A pro-Bush interpretation says the choice of Cheney sends a signal of interesting self-confidence. Cheney is the choice of a candidate focused not on running for president but on governing after he wins. Cheney serves no ideological or geographic function on the ticket. But in the basic constitutional way, he is an ideal vice president a manifestly able man qualified to be interim president should something happen to President George W. Bush.
An anti-Bush interpretation says the choice is too safe, and may even emanate from the candidate's father Dad sending along his old vizier to keep the kid out of trouble.
Yet Cheney is also a connection to the past, to Bush the Father's administration. The choice means to suggest a reassuring continuity that was interrupted for eight years by the (it is to be inferred) adolescent regime of Bill Clinton. Prince W., running with one of his father's old chamberlains, gambles on the attraction of the logic of restoration the reassertion of a disrupted order.

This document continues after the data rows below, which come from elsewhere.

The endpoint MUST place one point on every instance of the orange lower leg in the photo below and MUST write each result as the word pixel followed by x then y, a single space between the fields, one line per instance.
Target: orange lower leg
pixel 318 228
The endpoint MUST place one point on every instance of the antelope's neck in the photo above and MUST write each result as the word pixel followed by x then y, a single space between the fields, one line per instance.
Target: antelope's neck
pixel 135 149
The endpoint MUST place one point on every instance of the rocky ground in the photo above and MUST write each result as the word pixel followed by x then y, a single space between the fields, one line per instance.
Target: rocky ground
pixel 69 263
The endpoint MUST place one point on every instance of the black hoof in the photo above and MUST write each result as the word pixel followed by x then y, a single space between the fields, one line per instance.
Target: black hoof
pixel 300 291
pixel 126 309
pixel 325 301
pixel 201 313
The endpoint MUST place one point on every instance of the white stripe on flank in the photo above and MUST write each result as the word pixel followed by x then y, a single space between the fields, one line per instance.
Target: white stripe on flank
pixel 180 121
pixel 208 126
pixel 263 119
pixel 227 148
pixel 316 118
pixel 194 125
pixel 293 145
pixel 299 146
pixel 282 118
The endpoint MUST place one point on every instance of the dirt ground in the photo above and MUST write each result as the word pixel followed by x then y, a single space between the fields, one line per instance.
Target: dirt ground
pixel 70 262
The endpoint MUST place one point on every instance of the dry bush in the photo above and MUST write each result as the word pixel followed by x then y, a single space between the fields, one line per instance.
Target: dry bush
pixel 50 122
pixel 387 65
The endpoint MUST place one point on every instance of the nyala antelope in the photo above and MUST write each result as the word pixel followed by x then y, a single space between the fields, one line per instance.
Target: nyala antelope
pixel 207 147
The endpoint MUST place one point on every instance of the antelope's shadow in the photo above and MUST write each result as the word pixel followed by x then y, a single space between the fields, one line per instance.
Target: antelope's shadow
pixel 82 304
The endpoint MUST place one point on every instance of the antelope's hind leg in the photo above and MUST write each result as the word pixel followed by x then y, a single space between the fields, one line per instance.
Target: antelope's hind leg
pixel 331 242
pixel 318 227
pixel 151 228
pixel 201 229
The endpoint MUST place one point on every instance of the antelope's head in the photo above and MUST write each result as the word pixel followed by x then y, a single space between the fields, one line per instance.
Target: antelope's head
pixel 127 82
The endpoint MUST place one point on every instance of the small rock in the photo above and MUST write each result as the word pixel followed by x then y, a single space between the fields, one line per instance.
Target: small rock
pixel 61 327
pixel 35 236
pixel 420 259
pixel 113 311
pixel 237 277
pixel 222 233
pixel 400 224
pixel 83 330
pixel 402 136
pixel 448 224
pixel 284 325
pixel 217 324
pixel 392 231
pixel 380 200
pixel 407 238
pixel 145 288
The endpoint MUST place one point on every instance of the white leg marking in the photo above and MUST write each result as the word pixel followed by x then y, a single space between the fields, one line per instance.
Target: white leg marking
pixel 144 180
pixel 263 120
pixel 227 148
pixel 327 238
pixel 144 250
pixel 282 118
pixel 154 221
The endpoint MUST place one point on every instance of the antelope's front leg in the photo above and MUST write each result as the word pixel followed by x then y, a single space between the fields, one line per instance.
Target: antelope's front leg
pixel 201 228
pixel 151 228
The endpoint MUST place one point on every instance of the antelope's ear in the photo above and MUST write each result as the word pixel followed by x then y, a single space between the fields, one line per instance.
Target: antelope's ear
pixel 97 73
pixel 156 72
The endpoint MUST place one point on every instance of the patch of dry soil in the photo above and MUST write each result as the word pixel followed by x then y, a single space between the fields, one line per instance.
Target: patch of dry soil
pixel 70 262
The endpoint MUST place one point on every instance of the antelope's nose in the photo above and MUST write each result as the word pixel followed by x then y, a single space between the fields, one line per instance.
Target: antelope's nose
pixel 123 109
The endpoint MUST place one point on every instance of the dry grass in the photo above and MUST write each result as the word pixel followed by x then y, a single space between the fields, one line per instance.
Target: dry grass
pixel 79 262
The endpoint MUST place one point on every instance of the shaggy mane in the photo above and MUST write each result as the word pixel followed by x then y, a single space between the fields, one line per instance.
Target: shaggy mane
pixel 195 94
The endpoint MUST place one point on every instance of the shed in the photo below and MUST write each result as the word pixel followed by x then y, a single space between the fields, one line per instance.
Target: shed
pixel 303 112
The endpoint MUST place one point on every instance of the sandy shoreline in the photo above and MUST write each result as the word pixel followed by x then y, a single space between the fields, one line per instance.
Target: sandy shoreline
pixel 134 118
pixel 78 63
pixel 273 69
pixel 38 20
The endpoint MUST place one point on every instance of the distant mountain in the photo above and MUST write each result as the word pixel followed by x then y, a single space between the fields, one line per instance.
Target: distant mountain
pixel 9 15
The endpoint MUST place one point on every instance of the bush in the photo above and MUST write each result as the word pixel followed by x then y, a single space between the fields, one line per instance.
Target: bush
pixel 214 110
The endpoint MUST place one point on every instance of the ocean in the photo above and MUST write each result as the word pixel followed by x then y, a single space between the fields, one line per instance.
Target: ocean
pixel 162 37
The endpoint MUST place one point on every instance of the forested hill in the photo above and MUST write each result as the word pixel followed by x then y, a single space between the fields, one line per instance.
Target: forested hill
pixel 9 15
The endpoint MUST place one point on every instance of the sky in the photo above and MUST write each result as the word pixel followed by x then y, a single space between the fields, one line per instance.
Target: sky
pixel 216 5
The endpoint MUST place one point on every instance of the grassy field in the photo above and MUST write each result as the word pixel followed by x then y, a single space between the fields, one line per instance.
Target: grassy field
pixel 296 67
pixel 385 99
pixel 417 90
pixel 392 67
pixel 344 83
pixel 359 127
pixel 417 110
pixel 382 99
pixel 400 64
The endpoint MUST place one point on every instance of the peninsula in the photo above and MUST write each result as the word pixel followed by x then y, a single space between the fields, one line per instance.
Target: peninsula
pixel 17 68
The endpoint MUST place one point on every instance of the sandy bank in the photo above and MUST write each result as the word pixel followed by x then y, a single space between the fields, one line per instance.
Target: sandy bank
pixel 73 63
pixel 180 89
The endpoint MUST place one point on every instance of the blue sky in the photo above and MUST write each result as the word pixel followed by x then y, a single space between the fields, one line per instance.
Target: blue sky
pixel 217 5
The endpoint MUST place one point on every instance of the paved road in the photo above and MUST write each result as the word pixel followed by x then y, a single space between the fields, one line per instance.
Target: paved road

On the whole, I think Cheney is a smart choice for Bush.
Too dull? A virtue, I'd say. See maturity, above. Cheney does have the disadvantage of not being John McCain. On the other hand, he has the virtue of not being John McCain.
Cheney carries no cumbersome baggage. He does not distract attention from the top of the ticket but rather augments it solidly. He keeps the Republican conservatives happy without offending the moderates. He does raise the question of whether a man a heartbeat away from the presidency should be expected to have an entirely reliable heart. Cheney has had three infarctions. But they were a long time ago.
One of the curious charms of Cheney is that he is not, as vice presidential choices sometimes are, a question mark. George W.'s father in 1988 gambled on what he hoped would be an attractive unknown, Dan Quayle.
A little too much is made of running mate choices anyway. The best thing about Dick Cheney is that he puts the vice presidency into perspective by being neither intriguing nor upsetting. You don't want your spare tire to be too fascinating. And you don't want him to be in business for himself.